Neither is their action barred by laches. The elements of laches are: 1) conduct on the part of the
defendant, or of one under whom he claims, giving rise to the situation of which the complaint seeks a remedy;
2) delay in asserting the complainants rights, the complainant having had knowledge or notice of the
defendants conduct as having been afforded an opportunity to institute a suit; 3) lack of knowledge or notice on
the part of the defendant that the complainant would assert the right in which he bases his suit; and 4) injury or
prejudice to the defendant in the event relief is accorded to the complainant, or the suit is not held barred.
[18]
These elements must all be proved positively. The conduct which caused the complaint in the court a
quo was petitioners assertion of right of ownership as heir of Salvador. This started in December 1985 when
petitioner demanded payment of the lease rentals from Antonio Hombrebueno, the tenant of the apartment

units. From December 1985 up to the filing of the complaint for reconveyance on January 5, 1989, only less than
four years had lapsed which we do not think is unreasonable delay sufficient to bar respondents cause of
action. We likewise find the fourth element lacking. Neither petitioner nor her husband made considerable
investments on the property from the time it was allegedly transferred to the latter.

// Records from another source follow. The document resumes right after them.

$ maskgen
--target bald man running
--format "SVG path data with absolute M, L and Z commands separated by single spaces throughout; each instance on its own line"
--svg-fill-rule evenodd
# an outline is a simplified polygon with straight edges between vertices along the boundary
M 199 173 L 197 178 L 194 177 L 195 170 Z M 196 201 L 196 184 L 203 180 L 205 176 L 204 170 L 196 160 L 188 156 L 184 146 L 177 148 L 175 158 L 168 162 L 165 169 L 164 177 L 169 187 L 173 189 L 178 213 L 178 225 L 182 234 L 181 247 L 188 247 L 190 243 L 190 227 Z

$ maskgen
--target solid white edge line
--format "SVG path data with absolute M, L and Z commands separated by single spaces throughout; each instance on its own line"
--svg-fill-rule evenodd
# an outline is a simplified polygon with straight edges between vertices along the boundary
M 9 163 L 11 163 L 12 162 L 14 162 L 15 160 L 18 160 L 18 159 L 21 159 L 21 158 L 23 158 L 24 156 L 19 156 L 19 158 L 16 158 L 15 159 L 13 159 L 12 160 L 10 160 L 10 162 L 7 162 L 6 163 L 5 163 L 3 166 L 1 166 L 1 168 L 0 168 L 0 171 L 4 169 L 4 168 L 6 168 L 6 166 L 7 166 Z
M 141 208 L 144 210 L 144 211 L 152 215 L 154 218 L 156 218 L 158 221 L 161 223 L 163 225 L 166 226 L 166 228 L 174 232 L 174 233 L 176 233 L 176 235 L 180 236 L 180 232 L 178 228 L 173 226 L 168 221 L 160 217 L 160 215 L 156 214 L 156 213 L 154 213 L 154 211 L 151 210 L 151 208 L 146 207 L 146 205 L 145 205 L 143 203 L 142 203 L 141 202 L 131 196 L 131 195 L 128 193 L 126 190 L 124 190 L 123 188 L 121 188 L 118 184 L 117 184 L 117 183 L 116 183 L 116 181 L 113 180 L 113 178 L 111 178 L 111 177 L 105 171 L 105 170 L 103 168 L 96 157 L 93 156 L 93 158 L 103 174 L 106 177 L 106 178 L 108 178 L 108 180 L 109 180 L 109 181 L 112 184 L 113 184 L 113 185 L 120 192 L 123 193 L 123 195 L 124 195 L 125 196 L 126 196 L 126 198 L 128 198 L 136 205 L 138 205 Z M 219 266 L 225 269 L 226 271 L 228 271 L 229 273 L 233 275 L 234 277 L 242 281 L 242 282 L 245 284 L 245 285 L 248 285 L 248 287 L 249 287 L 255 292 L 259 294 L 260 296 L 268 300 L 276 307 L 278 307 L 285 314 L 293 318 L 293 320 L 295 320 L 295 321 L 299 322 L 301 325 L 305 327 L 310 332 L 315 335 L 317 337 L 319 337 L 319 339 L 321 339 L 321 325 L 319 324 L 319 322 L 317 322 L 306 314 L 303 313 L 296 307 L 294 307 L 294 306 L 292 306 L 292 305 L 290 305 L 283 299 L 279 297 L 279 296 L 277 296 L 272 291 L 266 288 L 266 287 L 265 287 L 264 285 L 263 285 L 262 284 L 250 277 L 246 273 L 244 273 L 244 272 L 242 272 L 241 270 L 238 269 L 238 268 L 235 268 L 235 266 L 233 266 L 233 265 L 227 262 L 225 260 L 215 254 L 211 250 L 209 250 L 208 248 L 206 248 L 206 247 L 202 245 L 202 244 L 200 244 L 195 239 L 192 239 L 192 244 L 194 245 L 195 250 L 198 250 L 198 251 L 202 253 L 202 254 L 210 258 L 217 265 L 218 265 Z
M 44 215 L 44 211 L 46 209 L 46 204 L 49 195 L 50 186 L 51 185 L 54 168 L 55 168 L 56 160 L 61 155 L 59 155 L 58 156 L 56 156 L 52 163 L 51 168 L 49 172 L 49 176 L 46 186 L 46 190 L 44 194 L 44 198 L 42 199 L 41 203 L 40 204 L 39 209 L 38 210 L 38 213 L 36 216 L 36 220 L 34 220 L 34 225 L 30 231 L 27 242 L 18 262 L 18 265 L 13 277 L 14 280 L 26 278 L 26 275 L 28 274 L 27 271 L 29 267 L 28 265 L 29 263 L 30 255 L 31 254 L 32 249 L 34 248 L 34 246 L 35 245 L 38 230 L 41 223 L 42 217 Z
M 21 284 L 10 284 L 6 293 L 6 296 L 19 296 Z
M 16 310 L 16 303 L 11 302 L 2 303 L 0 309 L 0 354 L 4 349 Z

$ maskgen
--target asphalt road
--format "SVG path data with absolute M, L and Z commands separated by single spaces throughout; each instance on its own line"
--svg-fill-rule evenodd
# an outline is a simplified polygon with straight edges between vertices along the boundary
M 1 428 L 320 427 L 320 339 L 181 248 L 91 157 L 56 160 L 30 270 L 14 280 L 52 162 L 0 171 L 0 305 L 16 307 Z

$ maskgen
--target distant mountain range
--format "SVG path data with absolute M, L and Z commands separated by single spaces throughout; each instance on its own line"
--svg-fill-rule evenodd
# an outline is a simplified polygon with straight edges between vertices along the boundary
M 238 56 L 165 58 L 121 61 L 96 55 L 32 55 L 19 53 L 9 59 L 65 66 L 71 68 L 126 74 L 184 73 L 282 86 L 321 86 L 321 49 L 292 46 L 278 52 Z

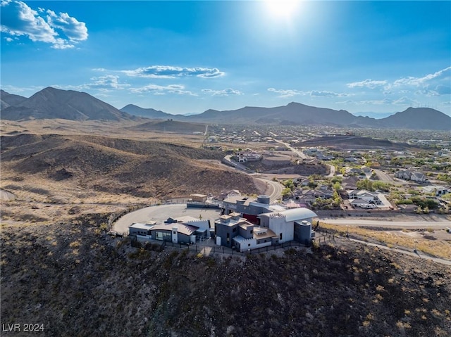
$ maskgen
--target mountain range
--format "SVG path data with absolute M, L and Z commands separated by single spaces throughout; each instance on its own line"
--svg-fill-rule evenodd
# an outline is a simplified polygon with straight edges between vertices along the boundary
M 45 88 L 27 98 L 1 90 L 1 118 L 20 120 L 62 118 L 71 120 L 123 120 L 133 119 L 89 94 Z
M 385 118 L 356 116 L 345 110 L 333 110 L 292 102 L 286 106 L 264 108 L 246 106 L 237 110 L 207 110 L 198 115 L 171 115 L 132 104 L 121 109 L 73 90 L 45 88 L 27 98 L 1 91 L 1 118 L 21 120 L 63 118 L 73 120 L 121 121 L 137 119 L 171 119 L 197 123 L 243 125 L 316 125 L 338 127 L 396 128 L 450 130 L 451 117 L 429 108 L 409 108 Z

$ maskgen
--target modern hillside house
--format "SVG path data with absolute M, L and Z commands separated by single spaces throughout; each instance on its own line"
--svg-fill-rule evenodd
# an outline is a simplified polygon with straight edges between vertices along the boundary
M 259 225 L 236 212 L 221 215 L 215 222 L 216 244 L 242 252 L 292 241 L 308 246 L 314 237 L 311 220 L 317 215 L 307 208 L 261 213 L 258 217 Z
M 134 223 L 128 228 L 132 240 L 159 240 L 174 243 L 195 243 L 198 239 L 209 238 L 211 231 L 209 220 L 189 216 L 169 218 L 162 224 Z
M 221 214 L 228 215 L 232 212 L 241 213 L 242 217 L 247 221 L 258 224 L 259 215 L 285 209 L 280 205 L 271 205 L 268 196 L 259 196 L 257 199 L 247 196 L 232 196 L 223 202 Z

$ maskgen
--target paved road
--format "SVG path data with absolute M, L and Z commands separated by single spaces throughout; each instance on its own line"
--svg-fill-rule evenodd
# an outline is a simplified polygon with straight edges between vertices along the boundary
M 395 180 L 393 179 L 393 178 L 392 178 L 388 174 L 387 174 L 385 172 L 381 171 L 381 170 L 376 170 L 376 169 L 373 169 L 373 170 L 374 171 L 374 173 L 376 173 L 376 175 L 377 175 L 379 179 L 383 182 L 388 182 L 393 184 L 401 184 L 403 185 L 406 185 L 409 184 L 409 182 L 405 182 L 402 179 Z
M 328 178 L 332 178 L 333 176 L 335 175 L 335 165 L 333 165 L 330 164 L 326 164 L 326 165 L 328 165 L 330 168 L 330 172 L 328 175 L 326 175 L 326 177 L 328 177 Z
M 264 178 L 256 178 L 266 184 L 266 186 L 271 188 L 271 192 L 266 192 L 266 195 L 269 196 L 269 199 L 271 203 L 275 202 L 280 197 L 282 194 L 282 190 L 284 189 L 284 186 L 278 182 L 273 182 L 272 180 L 268 180 Z
M 220 215 L 218 209 L 187 208 L 186 204 L 161 205 L 142 208 L 126 214 L 113 225 L 113 230 L 118 233 L 128 233 L 128 227 L 135 222 L 149 222 L 156 221 L 163 222 L 169 217 L 177 219 L 180 217 L 191 216 L 202 220 L 209 220 L 211 226 L 214 226 L 214 220 Z
M 448 220 L 414 220 L 414 221 L 393 221 L 393 220 L 381 220 L 378 219 L 354 219 L 347 217 L 345 219 L 331 219 L 322 218 L 322 221 L 328 224 L 344 224 L 348 226 L 362 226 L 369 225 L 374 227 L 438 227 L 446 228 L 450 227 Z
M 227 163 L 228 163 L 230 166 L 233 166 L 235 168 L 236 168 L 237 170 L 240 170 L 242 171 L 244 171 L 246 173 L 253 173 L 254 172 L 254 171 L 249 170 L 249 168 L 247 168 L 244 165 L 240 164 L 239 163 L 237 163 L 235 160 L 232 160 L 232 156 L 231 155 L 226 155 L 226 157 L 224 157 L 223 159 Z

They also did not enter into
transactions involving the property since they did not claim ownership of it until December 1985. Petitioner
stood to lose nothing. As we held in the same case of Lacsamana vs. CA, cited above, the concept of laches is
not concerned with the lapse of time but only with the effect of unreasonable lapse. In this case, the alleged 16
years of respondents inaction has no adverse effect on the petitioner to make respondents guilty of laches.
Lastly, petitioner in her memorandum seeks to expunge the testimony of Rosa Santos-Carreon before the
trial court in view of Sec. 23, Rule 130 of the Revised Rules of Court, otherwise known as the Dead Mans Statute.
[19]
It is too late for petitioner, however, to invoke said rule. The trial court in its order dated February 5, 1990,
denied petitioners motion to disqualify respondent Rosa as a witness. Petitioner did not appeal therefrom. Trial
ensued and Rosa testified as a witness for respondents and was cross-examined by petitioners counsel. By her
failure to appeal from the order allowing Rosa to testify, she waived her right to invoke the dead mans
statute. Further, her counsel cross-examined Rosa on matters that occurred during Salvadors lifetime. In Goi vs.
CA, 144 SCRA 222, 231 (1986), we held that protection under the dead mans statute is effectively waived when
a counsel for a petitioner cross-examines a private respondent on matters occurring during the deceaseds
lifetime. The Court of Appeals cannot be faulted in ignoring petitioner on Rosas disqualification.
WHEREFORE, the instant petition is DENIED. The assailed decision dated March 10, 1998 of the Court of
Appeals, which sustained the judgment of the Regional Trial Court dated March 17, 1993, in favor of herein
private respondents, is AFFIRMED. Costs against petitioner.SO ORDERED.